What happened at Harvest House on Saturday reminded me of Gabriel Garcia Marquez’s timeless masterpiece “100 Years of Solitude”, a novel whose main theme is the cyclical nature of events. In the book seven generations of the Buendia family are beset by catastrophes because they are unwilling to learn from the past. The family, and Macondo- a town founded by the family patriarch- are victims of their past and are constantly visited by ghosts. In the end the town is destroyed by a violent storm.
The similarities between our country in general and the MDC in particular with Macondo and its citizens are striking. As Zimbabweans we are caught up in a vicious cycle of intolerance and political violence from which we are seemingly unable to extricate ourselves.
Just like the Buendia family it appears we in the MDC have not learnt from the mistakes of 2005. On Saturday the ghost of 2005 came to haunt us again.
The ghost of intolerance and violence returned and sorely tested our commitment to the lofty ideals which we claim to espouse, ideals that are part of the name of our party- DEMOCRACY and CHANGE. It is a test we failed- and quite dismally.
More worrying were the comments seen on social media, where comrades who have always condemned ZANU PF’s intimidation, intransigence and violence suddenly defended the hooliganism and thuggery displayed at Harvest House.
I was disappointed to see some young people condoning Mr Mangoma’s assault. Some said he deserved a more thorough beating because he is a “sellout”. The word “sellout” and others like puppet and stooge are high ranking in the ZANU PF politicking vocabulary and it shocking to see MDC youths using them on someone simply because he differs with Mr Tsvangirai. There is nothing wrong with Mr Mangoma’s thinking, however unpopular it may be. Mr Tsvangirai like any member of a modern, progressive and democratic political party should be challenged and, if circumstances demand, replaced. Even the rigid Chinese Communist Party regularly changes its leaders.

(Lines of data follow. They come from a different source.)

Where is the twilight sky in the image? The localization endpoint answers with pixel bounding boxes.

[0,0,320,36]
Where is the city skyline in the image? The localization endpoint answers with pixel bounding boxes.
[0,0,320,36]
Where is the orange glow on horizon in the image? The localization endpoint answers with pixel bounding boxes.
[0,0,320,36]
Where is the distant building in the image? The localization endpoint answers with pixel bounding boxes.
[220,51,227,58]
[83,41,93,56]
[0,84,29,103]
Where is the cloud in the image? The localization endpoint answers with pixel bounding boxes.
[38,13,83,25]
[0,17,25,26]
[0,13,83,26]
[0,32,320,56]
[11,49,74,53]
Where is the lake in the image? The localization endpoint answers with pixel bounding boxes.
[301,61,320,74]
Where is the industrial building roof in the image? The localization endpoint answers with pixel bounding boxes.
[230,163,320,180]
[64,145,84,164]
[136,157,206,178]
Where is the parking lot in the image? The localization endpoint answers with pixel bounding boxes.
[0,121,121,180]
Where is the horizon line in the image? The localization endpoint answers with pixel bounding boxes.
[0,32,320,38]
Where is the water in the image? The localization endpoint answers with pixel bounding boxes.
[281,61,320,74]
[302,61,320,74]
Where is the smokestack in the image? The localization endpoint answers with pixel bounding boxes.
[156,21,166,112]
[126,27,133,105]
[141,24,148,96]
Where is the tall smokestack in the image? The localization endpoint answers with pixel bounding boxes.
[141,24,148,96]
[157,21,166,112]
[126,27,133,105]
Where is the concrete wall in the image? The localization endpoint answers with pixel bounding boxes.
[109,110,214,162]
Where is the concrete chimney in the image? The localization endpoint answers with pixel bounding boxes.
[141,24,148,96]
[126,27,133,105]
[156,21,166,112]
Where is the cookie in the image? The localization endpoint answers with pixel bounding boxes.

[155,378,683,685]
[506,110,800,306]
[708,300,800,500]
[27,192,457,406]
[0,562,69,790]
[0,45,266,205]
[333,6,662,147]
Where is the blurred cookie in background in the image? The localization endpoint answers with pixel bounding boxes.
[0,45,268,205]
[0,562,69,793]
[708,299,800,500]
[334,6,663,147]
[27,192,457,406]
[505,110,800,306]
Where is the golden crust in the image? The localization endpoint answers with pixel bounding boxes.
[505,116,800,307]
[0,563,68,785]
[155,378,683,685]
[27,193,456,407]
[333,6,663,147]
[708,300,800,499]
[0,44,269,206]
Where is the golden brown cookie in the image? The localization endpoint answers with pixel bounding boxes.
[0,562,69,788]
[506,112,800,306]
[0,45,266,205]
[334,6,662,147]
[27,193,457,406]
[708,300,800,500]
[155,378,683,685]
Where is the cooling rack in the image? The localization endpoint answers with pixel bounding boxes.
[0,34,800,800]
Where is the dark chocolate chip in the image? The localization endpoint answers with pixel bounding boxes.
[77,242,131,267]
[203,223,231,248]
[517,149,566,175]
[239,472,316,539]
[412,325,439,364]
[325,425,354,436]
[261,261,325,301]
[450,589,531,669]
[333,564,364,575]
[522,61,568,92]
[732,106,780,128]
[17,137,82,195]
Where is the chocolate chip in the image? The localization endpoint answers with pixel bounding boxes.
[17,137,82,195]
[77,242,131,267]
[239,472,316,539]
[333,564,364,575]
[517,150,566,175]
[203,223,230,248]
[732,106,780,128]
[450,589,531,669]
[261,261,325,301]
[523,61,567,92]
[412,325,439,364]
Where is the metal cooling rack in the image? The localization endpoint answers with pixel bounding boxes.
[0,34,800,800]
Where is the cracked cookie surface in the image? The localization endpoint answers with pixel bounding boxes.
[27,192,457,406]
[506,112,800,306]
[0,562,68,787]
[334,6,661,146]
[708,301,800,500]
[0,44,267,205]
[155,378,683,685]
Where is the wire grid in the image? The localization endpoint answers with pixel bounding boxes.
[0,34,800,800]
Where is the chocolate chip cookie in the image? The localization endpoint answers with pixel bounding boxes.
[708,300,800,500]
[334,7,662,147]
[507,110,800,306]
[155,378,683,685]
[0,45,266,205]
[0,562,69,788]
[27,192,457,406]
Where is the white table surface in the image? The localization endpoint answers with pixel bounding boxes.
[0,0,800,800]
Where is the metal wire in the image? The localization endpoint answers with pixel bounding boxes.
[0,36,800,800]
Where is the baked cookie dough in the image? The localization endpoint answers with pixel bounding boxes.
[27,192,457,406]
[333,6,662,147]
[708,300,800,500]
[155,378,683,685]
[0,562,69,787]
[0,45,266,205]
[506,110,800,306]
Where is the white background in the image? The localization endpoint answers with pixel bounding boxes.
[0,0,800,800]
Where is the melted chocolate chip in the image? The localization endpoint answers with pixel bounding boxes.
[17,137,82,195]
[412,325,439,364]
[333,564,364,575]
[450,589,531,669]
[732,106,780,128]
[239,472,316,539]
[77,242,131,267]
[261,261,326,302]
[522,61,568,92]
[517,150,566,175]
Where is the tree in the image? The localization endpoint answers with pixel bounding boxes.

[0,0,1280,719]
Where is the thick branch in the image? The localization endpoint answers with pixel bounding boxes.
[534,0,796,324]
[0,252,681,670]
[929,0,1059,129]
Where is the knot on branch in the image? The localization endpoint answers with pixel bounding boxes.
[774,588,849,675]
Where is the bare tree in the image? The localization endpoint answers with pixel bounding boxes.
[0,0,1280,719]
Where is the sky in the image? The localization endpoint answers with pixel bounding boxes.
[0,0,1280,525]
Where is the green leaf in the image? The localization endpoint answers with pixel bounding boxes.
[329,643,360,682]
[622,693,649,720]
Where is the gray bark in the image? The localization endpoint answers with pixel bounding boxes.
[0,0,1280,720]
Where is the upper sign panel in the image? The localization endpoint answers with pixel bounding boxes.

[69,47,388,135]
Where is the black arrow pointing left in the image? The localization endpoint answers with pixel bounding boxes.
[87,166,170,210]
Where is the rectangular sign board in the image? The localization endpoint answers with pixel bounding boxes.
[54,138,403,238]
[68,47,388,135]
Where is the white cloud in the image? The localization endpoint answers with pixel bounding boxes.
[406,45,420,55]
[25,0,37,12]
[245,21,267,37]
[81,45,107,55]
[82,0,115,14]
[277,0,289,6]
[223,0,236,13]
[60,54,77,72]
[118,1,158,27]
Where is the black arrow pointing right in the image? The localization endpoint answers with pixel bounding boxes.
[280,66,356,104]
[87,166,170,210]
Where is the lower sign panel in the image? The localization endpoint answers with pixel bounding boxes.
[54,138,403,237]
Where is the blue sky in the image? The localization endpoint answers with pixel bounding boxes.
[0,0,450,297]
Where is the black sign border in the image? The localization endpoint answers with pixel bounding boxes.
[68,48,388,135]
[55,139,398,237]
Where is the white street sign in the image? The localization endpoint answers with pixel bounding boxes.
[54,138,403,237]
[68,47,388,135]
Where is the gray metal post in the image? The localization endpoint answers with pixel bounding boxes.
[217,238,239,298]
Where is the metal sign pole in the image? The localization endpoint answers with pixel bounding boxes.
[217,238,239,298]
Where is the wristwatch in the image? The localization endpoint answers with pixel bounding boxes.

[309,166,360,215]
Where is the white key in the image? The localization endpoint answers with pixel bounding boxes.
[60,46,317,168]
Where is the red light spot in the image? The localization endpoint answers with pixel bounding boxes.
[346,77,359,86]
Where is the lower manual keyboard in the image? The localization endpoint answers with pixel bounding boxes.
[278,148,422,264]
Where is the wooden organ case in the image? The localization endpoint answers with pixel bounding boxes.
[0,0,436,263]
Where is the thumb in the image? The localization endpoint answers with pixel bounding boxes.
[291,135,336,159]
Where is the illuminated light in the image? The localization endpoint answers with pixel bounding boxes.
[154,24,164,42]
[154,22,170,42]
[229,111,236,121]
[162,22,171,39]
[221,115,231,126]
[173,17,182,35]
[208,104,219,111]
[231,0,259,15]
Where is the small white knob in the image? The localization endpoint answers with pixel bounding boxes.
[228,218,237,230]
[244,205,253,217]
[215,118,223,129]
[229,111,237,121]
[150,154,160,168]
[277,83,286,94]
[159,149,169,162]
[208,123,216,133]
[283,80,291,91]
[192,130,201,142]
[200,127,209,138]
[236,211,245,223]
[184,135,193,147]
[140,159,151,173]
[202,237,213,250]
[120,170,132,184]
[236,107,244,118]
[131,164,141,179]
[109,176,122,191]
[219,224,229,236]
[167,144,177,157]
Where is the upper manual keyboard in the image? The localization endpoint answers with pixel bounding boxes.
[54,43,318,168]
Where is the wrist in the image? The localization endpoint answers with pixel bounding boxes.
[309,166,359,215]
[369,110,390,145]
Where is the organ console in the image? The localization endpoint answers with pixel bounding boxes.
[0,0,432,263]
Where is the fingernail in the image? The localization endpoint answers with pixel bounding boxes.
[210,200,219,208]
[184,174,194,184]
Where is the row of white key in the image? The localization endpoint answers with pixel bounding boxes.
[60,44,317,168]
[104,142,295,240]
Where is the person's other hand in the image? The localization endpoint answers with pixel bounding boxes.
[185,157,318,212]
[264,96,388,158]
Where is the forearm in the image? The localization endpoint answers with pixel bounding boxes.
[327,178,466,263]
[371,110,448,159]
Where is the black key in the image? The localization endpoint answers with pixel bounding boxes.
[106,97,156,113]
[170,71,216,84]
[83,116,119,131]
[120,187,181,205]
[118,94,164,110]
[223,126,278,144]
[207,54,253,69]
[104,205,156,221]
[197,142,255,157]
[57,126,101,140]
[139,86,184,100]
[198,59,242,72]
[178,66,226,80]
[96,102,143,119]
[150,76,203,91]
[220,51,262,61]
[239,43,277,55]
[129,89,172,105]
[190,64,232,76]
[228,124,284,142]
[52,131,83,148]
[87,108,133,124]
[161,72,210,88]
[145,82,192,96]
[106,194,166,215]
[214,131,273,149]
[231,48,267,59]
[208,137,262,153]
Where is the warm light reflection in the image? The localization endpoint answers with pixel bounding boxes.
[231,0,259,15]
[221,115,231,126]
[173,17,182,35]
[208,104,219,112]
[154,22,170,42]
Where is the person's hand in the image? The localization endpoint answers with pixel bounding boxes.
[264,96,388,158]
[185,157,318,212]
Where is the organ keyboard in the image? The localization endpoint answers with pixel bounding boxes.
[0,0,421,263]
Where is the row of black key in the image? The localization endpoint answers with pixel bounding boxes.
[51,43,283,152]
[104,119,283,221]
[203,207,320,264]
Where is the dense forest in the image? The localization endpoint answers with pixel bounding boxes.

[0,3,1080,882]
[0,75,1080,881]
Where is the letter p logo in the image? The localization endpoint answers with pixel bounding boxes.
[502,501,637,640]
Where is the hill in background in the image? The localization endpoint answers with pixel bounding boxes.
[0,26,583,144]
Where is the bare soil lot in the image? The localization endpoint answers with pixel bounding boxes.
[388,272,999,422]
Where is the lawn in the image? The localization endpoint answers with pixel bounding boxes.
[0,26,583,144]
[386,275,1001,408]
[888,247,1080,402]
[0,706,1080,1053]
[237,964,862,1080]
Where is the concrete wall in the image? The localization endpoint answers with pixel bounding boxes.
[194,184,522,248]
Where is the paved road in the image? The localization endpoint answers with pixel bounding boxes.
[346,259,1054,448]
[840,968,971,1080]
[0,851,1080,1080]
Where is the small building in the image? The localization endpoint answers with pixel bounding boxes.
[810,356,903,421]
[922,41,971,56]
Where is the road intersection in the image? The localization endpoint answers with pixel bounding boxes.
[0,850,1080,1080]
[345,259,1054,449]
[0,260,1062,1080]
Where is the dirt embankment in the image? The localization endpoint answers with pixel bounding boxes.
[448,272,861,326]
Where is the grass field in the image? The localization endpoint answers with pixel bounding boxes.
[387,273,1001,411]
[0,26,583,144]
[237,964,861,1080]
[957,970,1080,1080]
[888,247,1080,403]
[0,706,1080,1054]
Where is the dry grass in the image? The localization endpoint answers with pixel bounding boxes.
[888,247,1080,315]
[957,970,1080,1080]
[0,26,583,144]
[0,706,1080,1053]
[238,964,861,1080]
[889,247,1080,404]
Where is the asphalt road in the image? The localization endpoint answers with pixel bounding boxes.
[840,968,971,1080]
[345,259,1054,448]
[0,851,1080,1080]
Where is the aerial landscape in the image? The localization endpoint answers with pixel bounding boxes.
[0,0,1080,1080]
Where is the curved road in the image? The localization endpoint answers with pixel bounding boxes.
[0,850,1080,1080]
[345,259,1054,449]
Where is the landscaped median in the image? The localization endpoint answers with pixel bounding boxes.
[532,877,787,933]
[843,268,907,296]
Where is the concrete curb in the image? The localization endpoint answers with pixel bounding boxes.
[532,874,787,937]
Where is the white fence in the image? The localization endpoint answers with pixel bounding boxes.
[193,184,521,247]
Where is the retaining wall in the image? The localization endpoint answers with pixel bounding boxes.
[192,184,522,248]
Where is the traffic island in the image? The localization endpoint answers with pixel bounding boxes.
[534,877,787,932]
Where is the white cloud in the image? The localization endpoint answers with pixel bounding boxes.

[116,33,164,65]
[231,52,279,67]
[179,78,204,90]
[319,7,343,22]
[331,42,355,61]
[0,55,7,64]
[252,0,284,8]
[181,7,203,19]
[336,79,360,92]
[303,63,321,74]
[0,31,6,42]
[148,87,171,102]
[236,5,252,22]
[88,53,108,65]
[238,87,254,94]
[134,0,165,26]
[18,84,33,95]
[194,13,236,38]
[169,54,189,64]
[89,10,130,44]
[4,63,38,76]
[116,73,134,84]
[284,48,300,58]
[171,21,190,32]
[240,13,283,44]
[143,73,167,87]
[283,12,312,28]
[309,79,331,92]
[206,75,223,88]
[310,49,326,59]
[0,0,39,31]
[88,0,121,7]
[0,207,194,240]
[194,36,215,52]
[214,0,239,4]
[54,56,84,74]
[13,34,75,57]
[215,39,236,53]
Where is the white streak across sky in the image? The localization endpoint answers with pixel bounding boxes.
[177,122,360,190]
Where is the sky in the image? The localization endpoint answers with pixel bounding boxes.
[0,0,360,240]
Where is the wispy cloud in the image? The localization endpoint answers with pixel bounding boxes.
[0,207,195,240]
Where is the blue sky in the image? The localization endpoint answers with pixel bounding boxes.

If anything Mr Mangoma’s views must be welcomed and discussed. No individual should be bigger or think “he is” the party. It is precisely that kind of inane and archaic thinking that has made President Mugabe last for so long- his and his supporters’ belief that without him there is no ZANU PF.
One high ranking official, for whom I once had profound respect, queried, on his Facebook page, why President Tsvangirai is being blamed for the violence perpetrated in his name saying “a pastor should not be blamed for the sins of the congregation.” He conveniently forgot how he constantly lambasts President Mugabe for the myriad of social and economic ills in the country and the various incidents of politically motivated violence we have seen since 1980. If President Mugabe is responsible for the violent behavior of ZANU PF youths then the president of our party, Morgan Tsvangirai, must take full responsibility for the youths who assaulted Elton Mangoma and others in his name.
In our efforts to dislodge and replace ZANU PF, we in the MDC must ensure that we do not imitate what we condemn; else we lose our moral and logical high ground. It becomes patently dishonest for us to criticize the violence perpetrated by Chipangano or any other group when our own youths behave in exactly the same way. Likewise, it is difficult for us to condemn the profligacy exhibited by ZANU PF officials when our own leaders are living like kings.
This culture of violence and intolerance must be nipped at the bud. Mr Tsvangirai must be seen to take stern measures against the perpetrators, funders and instigators of the shameful violence we saw on Saturday. Anything less than that will lead to questions about his own commitment to democratic ideals and non-violence. In preaching democracy, we must also practice it.
As the German philosopher Friedrich Nietzche wrote, “Whoever fights monsters should see to it that in the process he does not become a monster.” If we are not careful, the MDC risks becoming like ZANU PF.